Automating Efficient GPU Kernels with Language Models

Tuesday 25 March 2025


For decades, computer scientists have been trying to crack the code of automating the writing of efficient GPU kernels. These tiny bits of code are responsible for making machine learning models run quickly and accurately on graphics processing units (GPUs). However, writing them by hand is a time-consuming challenge that requires significant expertise.


Recently, researchers have turned to language models (LMs) to see if they can automate this process. In a new paper, scientists at Stanford University and Princeton University have made a significant breakthrough in using LMs to write fast and correct GPU kernels.

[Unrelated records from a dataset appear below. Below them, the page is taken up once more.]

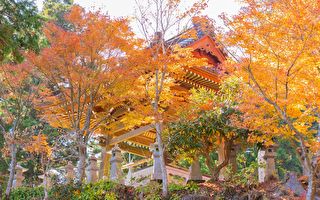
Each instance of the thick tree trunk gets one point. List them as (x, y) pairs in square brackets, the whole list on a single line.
[(13, 163), (162, 160), (82, 162)]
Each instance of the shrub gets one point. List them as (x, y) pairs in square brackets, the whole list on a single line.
[(27, 193), (62, 192)]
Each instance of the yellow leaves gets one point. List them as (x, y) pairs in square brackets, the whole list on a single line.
[(277, 43), (39, 145)]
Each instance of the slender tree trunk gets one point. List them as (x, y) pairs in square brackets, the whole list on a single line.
[(162, 160), (13, 163), (82, 161), (311, 191), (102, 164), (312, 183), (45, 186)]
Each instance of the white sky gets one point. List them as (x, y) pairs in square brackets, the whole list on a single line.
[(119, 8)]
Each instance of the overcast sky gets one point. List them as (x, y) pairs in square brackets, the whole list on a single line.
[(119, 8)]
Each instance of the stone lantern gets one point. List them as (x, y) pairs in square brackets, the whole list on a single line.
[(70, 173), (92, 170), (267, 167), (116, 162), (156, 172), (19, 177)]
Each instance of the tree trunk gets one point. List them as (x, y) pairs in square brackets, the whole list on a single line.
[(82, 162), (311, 191), (103, 162), (227, 151), (13, 163), (162, 160), (45, 186)]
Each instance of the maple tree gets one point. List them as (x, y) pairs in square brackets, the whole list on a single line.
[(86, 69), (207, 124), (39, 145), (158, 19), (20, 27), (278, 59), (17, 94)]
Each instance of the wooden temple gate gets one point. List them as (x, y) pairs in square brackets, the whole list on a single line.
[(142, 140)]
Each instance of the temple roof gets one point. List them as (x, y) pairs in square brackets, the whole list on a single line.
[(138, 140)]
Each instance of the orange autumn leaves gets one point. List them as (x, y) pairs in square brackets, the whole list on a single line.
[(277, 58), (39, 145)]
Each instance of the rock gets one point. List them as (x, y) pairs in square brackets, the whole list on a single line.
[(294, 184)]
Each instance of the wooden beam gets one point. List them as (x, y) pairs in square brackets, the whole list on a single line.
[(131, 134), (136, 163), (141, 140), (135, 150)]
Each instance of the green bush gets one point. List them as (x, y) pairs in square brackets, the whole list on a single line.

The team developed a framework called KernelBench, which evaluates the ability of LMs to generate efficient kernels on a suite of machine learning workloads. They used a range of state-of-the-art language models and test-time methods to see how well they performed.


The results were impressive. The best-performing model was able to write kernels that matched the performance of hand-written code in over 70% of cases. What’s more, the LMs were able to generate kernels that worked correctly on a range of different hardware platforms, including NVIDIA GPUs with different micro-architectures and memory configurations.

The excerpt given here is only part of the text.